Scratchbuilt underframes for 36′ boxcar bunk cars

I’ve been cycling through a few different projects on the workbench lately, including updating a few older projects. One of which is this set of old bunk cars rebuilt from 36′ wooden boxcars from the turn of the century. I started on the first pair last year, building up the bodies, adding basic styrene floors and also adding a third modernized car to the collection. I never finished detailing the underframes though and the project rotated to the side as other projects like Wawa station took the forefront this winter.

As I work through various smaller projects, I decided it was time to finish detailing the brake system on the underframes and move these projects a bit closer to completion. The main underframe is of course scratchbuilt from a floor of .040″ styrene sheet and the bolsters, main sill and braces built up from various sizes of styrene strip. I also scratchbuilt the coupler pockets right into the frame with a styrene strip box and a piece of .125″ O.D. tube for the mounting point, securely welded in place with styrene cement and tapped for a 2-56 mounting screw.

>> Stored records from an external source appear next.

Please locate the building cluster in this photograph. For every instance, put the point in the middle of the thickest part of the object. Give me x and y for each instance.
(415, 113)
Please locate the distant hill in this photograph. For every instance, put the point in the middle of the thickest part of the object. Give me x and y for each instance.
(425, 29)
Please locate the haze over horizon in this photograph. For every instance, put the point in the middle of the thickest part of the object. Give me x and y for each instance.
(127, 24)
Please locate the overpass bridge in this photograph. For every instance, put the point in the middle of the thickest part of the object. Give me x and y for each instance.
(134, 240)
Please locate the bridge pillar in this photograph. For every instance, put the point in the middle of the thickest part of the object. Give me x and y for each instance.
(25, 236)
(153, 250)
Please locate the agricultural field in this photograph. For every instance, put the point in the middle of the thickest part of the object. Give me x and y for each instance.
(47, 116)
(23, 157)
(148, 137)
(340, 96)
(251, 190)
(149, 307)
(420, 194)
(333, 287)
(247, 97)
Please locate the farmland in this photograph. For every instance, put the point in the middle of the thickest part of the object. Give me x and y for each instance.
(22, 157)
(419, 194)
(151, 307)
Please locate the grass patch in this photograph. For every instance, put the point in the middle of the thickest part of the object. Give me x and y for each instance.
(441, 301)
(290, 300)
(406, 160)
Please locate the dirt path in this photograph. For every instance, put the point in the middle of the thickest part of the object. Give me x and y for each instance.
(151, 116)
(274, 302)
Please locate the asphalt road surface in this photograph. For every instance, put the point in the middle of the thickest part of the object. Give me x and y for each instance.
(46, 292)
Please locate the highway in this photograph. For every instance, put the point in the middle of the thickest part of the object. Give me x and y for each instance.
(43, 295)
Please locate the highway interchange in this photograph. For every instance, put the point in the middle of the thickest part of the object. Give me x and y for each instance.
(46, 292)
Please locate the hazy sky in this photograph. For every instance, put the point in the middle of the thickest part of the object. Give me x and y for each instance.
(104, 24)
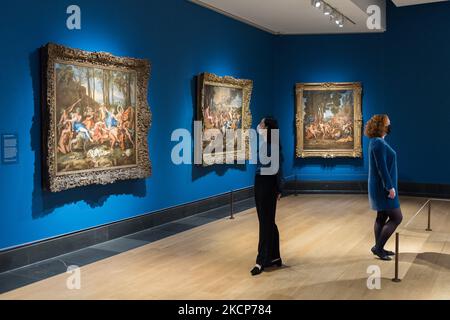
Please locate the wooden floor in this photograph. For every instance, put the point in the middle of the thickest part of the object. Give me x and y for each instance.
(325, 243)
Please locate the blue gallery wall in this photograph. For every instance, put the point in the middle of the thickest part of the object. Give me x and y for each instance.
(405, 72)
(181, 40)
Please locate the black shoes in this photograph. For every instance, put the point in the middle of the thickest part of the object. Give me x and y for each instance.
(277, 263)
(256, 270)
(381, 254)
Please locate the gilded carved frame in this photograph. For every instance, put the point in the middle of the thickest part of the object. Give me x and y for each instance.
(300, 115)
(52, 54)
(247, 88)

(I ended up locating the mounting point a bit far back, not accounting properly for the full thickness of the end sill on the body, but a long-shank Kadee coupler compensated for that, and having the mounting point a bit farther from the edge of the floor sheet is probably more stable.)

The truck bolsters are also built up from various pieces of strip and sheet, with a solid block formed from a stack of styrene pieces drilled and tapped for a 2-56 to mount the truck.

Brake details were added using a Tichy K brake detail set and brass wire for the rodding. It’s not a “contest-level” brake rigging system, but it gives approximately the right impression and shows an appropriate level of rigging detail for a track-level side view.